Her gaze drifted to the top of the page. There, she saw what Henry was referring to—a time and date printed in minuscule letters. She had discovered George’s body at about eight that morning. The time printed on his death notice said he died at quarter to eleven the night before. Yet the time stamp on the fax indicated it had been sent at ten fifteen—thirty minutes before his death.

“This is impossible.”

“I told you it was important.”

Kat eyed her watch again. She needed to leave immediately, and there was only one solution she could think of.

“Do you feel like going for a drive?” she asked. “I need to pick my son up from school. On the way there, you can tell me everything you know.”

FIVE

Henry didn’t know where to begin. It wasn’t easy sounding sane while telling someone a killer faxed you his victim’s death notice before the murder occurred. But he was determined to try.

He also didn’t know what to make of the woman sitting next to him. Kat Campbell seemed to inject everything she did with relentless drive, whether it was marching out to her patrol car or buckling her seat belt. That quest for efficiency extended to her facial features. Her sharp chin jutted forward while her lips formed a grimace.

Yet Henry noticed small attempts at femininity peeking through her determined personality. Light pink gloss coated her lips. Tiny gold hoops hung from her ears. And some salon-produced highlights colored her obviously darkened hair. All that, coupled with shapely curves that couldn’t be erased by a severely starched uniform, made her look both tough and vulnerable—a soccer mom heading into battle.
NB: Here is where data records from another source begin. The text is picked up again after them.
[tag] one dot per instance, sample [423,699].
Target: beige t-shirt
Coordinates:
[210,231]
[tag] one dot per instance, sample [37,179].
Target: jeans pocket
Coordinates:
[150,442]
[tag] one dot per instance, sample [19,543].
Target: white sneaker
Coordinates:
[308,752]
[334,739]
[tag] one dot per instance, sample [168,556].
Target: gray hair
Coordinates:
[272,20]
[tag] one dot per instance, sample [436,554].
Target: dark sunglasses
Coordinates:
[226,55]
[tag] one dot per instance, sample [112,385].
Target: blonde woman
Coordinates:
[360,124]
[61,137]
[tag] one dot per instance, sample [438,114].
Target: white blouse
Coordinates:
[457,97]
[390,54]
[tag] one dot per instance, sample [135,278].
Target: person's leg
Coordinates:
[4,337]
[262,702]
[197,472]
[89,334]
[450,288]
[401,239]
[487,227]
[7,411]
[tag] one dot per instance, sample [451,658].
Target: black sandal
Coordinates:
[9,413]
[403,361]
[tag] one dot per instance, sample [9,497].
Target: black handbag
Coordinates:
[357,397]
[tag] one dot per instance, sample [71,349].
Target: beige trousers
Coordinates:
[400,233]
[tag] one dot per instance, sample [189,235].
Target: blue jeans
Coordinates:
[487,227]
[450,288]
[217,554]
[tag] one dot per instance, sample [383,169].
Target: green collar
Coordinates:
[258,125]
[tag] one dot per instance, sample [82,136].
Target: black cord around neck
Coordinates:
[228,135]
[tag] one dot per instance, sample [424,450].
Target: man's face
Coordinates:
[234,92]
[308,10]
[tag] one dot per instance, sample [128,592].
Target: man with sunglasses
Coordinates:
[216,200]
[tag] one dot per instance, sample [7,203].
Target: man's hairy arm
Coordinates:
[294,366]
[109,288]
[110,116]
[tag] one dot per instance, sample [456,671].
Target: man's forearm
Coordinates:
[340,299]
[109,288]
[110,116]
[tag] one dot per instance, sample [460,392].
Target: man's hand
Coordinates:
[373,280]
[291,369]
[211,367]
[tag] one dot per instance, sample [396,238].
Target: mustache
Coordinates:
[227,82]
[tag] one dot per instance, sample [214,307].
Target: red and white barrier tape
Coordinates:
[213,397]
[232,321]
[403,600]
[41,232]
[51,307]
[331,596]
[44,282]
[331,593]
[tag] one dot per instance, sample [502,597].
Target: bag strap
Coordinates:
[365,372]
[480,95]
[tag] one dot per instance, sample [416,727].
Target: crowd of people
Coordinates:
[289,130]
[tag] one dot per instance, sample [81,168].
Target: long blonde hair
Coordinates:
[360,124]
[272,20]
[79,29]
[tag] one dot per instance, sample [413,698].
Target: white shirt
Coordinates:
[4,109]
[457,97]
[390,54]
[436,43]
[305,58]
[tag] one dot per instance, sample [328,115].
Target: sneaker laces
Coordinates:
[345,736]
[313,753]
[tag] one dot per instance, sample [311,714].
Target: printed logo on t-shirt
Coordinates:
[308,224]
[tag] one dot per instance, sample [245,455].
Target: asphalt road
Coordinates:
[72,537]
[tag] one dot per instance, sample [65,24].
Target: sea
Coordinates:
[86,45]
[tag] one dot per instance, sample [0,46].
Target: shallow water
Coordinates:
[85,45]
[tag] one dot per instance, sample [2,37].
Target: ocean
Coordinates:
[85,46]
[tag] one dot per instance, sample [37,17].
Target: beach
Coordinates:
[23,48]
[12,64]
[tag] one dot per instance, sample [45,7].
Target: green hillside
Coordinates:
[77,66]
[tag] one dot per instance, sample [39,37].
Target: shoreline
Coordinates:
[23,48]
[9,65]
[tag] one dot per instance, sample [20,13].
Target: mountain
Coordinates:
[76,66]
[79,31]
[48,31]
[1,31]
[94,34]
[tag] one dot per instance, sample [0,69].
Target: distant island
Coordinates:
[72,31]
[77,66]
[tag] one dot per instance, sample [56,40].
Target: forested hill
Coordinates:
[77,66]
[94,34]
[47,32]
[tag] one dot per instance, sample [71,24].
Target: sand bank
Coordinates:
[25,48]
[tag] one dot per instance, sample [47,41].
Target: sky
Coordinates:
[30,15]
And she drove like a maniac. Careening out of the station’s parking lot, they barely missed hitting a fire hydrant and had to swerve out of the way of an approaching car.

“First thing,” Kat said, steering through an alley that would take them onto Main Street, “when did you receive the death notice?”

“It was sitting in the fax machine when I got to my office this morning.”

“And what time was that?”

Henry clutched the dashboard as Kat jerked the steering wheel, making a sharp right onto Main Street. “Nine.”

“I found the body just after eight. I’m certain word trickled out to enough people for someone to send it before you got to work.”

“That doesn’t explain the time stamp,” Henry said. “And before you ask, yes, I already checked the fax machine to see if its date and time are set correctly. They are.”

“What about the fax number it was sent from?”

Henry knew what she was talking about. On every fax, the sending number appeared next to the time stamp.

“I don’t recognize it. Which means it wasn’t sent by a funeral home I regularly deal with. Or even by a funeral home at all.”

“So who do you think sent it?”

“If I had to guess,” Henry said, “I’d say it was sent by whoever killed George Winnick.”

On Main Street, traffic was plentiful. A UPS truck idled in the middle of the road, forcing all vehicles behind it to inch their way past. Kat huffed in frustration, her knuckles turning white as she tightened her grip on the steering wheel.

“Have you told anyone else about this?” she asked.

“No. I thought it was best to keep something like this quiet.”

Kat no longer appeared to be listening. Instead, she glanced in her rearview mirror before snapping her head toward the window, her hair whipping across her cheek. With her jaw set and the nostrils of her pert nose flaring, she said, “Hold on.”